However, the way in which archives have been formed and created over the centuries may be considered a cause for concern. Eley suggests that we should proceed with caution and conduct further research rather than rely on archives themselves; as he posits, ‘archives are extraordinary partial and contingent things’ (2005, p. 164). Arguably, Eley’s assertion harbours undertones of uncertainty in relation to the neutrality of these “storehouses” of information.
Eley’s assertion is further substantiated by Innis’ claim:
‘[That] when civilisations control the dominant medium of communication, they importantly control how knowledge is obtained and disseminated’ (Cheney 2007).
Authorities such as historians and scholars in their research will thus be faced with the challenge of determining the reliability of information contained within archives. Robert submits that in order to combat this problem, it is of necessity that one questions how the archive was constituted as well as endeavour to determine what the archive leaves out and why (2012, p. 2).
Thus, archives constitute a two-edged sword; whilst they have the ability to preserve the “social memory” they also have the potential to contain bias. The bias will ultimately arise due to factors such as the creators of the archives themselves and/or the assertion of power by the dominant hegemony.
Archives, the “Monopoly of Knowledge” & Humanism
‘Literature and other fields of scholarship have become feudalised in a modern manorial system’ (Innis 2007, p. 188).
Like the feudal system, the hierarchical structure within society today, wherein there is a lower and upper class greatly affects the ability of a person to access archived content.
Innis’ theory on dominant media forms establishes that society becomes polarised where “monopolies of knowledge” exist as they ‘encourage the centralisation of power’ (Carey 1969). Consequently, the bourgeoisie and the affluent exert a greater degree of power, thus to an extent they enjoy unhindered access to archived information. Contrastingly, the lower class are prevented from accessing archived content as they hold little power.
The uneven distribution of power within society results in authorities such as governments producing content, which is inherently biased. Institutions and leaders who control the dominant media platforms within a society, to an extent ‘control reality,’ as they hold a position of power whereby they can define what knowledge is legitimate (Soules 1996).
By defining what knowledge is legitimate, key societal actors are afforded the opportunity to exert authority in a manner that allows them to control the dominant media and the means by which information is collected and later archived. This is exemplified by the filtering (or censoring) system in place in nations such as China. The filtering system in China “defines what knowledge is legitimate” as it limits Chinese Internet users from accessing certain web-archived content (i.e. users are limited to accessing only domestic sources, or sources which have been screened by officials).
Archives & the Real Time Web
The “real-time web” refers to the ability of technologies to automatically receive information at the time in which it is published and simultaneously archived, without the user having to check the source for updates (Leggetter 2011).

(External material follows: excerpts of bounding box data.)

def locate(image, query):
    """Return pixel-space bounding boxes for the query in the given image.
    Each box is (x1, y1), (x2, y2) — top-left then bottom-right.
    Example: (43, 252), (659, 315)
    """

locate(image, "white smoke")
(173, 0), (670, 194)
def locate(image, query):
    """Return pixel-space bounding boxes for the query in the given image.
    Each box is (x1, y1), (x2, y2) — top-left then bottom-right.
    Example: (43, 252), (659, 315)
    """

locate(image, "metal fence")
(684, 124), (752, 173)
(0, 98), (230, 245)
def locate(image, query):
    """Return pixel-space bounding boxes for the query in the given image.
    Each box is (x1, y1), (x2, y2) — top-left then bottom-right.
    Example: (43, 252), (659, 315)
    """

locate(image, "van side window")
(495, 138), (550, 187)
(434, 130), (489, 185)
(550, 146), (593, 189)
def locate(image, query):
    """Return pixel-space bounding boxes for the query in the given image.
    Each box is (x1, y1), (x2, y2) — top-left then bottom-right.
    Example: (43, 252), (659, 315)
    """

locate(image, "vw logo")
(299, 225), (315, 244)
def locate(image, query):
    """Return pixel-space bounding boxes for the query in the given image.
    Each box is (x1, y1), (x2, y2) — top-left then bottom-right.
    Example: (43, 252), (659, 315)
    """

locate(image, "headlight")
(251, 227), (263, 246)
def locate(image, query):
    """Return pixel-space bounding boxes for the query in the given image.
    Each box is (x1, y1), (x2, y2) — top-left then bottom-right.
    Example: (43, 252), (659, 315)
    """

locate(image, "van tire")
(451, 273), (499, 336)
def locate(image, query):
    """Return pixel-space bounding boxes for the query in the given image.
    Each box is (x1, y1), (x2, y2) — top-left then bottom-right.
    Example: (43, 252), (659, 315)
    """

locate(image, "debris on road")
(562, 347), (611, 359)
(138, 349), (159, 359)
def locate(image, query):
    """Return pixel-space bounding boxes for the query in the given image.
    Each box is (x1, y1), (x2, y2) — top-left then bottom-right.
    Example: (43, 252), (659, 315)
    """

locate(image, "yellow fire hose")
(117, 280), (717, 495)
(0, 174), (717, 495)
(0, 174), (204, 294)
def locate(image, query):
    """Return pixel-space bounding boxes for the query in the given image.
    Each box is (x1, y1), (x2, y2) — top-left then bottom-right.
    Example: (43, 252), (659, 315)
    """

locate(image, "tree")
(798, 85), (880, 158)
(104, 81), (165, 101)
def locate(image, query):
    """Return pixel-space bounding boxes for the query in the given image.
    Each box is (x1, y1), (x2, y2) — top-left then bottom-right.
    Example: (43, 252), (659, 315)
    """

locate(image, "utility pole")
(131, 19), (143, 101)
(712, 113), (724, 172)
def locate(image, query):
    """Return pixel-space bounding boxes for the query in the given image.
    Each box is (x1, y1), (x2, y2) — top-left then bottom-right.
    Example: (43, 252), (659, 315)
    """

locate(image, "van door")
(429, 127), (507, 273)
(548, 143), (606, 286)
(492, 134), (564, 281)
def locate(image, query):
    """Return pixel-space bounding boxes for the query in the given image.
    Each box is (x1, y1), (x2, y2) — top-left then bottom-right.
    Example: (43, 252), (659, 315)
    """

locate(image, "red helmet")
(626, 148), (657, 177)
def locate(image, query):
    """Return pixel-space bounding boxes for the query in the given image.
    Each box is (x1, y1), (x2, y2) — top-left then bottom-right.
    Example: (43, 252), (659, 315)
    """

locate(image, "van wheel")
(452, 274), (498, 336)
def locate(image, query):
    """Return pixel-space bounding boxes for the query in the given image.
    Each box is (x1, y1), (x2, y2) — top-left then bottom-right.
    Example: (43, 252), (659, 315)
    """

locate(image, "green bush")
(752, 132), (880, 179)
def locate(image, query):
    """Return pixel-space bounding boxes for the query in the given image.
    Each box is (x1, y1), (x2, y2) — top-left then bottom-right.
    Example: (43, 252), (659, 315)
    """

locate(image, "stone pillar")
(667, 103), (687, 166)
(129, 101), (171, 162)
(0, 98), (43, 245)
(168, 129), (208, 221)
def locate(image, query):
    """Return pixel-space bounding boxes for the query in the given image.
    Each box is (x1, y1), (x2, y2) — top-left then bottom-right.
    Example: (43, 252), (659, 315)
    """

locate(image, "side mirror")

An example of this includes the instance of an iPhone alerting its user that someone has posted a status on their Facebook wall.
According to the blog Archive Fever: A Love Letter to the Post Real-Time web:
‘The real-time web might just be the most elaborate and widely adopted architecture for self-archival ever created’ (Ogle 2010).
This ideology is crystallised by Ogle’s statement that members of society have become “accidental archivists”. Consequently, the preservation of past and present dominant media forms is no longer left to institutions such as governments and museums. Instead, these institutions are being taken over by a plethora of mass-archiving platforms such as Wikipedia, Facebook, Twitter, WordPress and most notably Google- which arguably takes on the role of mother-archive.
De Landa’s ANPS (A New Philosophy of Society) theory, when applied to the “real-time web” highlights the role of assemblages within the ever-expansive network that is the Internet (2006). De Landa purports that in many assemblages there is a key actant, which results in other actants becoming subordinate to this key actant. Applying this theory to the assemblage of the “real-time web” it may be disseminated that Google is a key actant. Subsequently, the links to websites in which the search engine produces would constitute the subordinate actants.
Innisian analysis suggests that society should be wary of a mediums “monopoly potential”. Whilst real-time web based archives are preserved and saved in an open-terrain, the “real-time web” has the potential to increase the power of some actors at the expense of others. This is exemplified by Castells whom suggests that the “real-time web” is disproportionately populated by the more affluent (2001, p. 249).
In order to shift away from the centralisation of power and create an equilibrium, wherein the same amount of authority is asserted by each individual a balance must be struck between time and space biased dimensions. By creating a balance within the “Bias of Communications” this will ensure that people can live free from manipulation, upheaval and encroachments of the power of monopoly and dogma (Noble 1999, pp. 31-45).
Furthermore, Innis’ theory falls short in relation to the “monopoly of knowledge” that is the “real time web”. Whilst Innis elucidates that “monopolies of knowledge” encourage the centralisation of power he restricts his argument as he limits his analysis to the binary opposition of time and space biased media. Consequently, Innis fails to recognise that the separation of knowledge from a monopoly results in a shift in power from, in most cases the state or ruling elite, to what is termed as “The Commons”.
“The Commons” refers to resources, which are collectively owned and shared by society (Bollier 2002). Arguably, it is untrue that the “real-time web” is a public common. Whilst many members of society enjoy access to the mass archival tool, which is the Internet, it is in fact a hybrid common. Some enjoy unlimited access, whereas others pay service providers for access due to privatisation.
“Monopolies of Knowledge” & the Destruction of Creative Thought
Arguably, Innis’ statement that new “monopolies of knowledge” destroy the conditions important for creative thought is categorically incorrect. Archives, particularly those accessible via the “real-time web”, exert creative thought through the questioning of past events during the present time. This is explicated by the highly controversial website known as Wikileaks. Wikileaks founder Julian Assange states, ‘the only way we can know if information is legitimately kept secret is when it is revealed’ (Nouveau 2011). Consequently, Wikileaks aims to question past and current abuses of power in order to promote freedom of speech and improve ‘our common historical record’ (Wikileaks 2012). Thus, the improvement of our “common historical record” will involve a breaking down of the fourth wall and dispersing power and knowledge to members of society. Through the breaking down of the fourth wall this will in turn potentially remove the bias that archives may hold.
The Future of the Real-Time Web
Despite the “real-time web” being the most revolutionary archive (“monopoly of knowledge”) to date, it will most likely ‘settle into a monopolistic economic pattern’ over time (Frost 2003).
The question as to what will lead to the displacement or possible obsolescence of the “real-time web” is a question for the future. However, Pelton suggests that it is not unlikely that communication mediums in the future will bypass humans altogether and instead create an exchange of information from ‘machine to machine’ (1990, pp. 90-92). Hence, there is the potential for the “monopoly of knowledge” to pass out of human hands completely as a result of the ever-expansive flow of information (Frost 2003).
All in all, dominant media forms create “monopolies of knowledge”. It is these dominant media forms that in turn create Archives. Archives are important as they preserve the social memory and create a storehouse of retrievable information. As such archives are what Ogle terms ‘an essential tool for remembering’ (2010). They can assist historians, governments, scholars and the like. However, archives can also challenge these authorities due to the bias that may be stored within their contents. Nevertheless, analysis reveals that archives, particularly “real-time web” based archives, are inherently important in our day-to-day lives.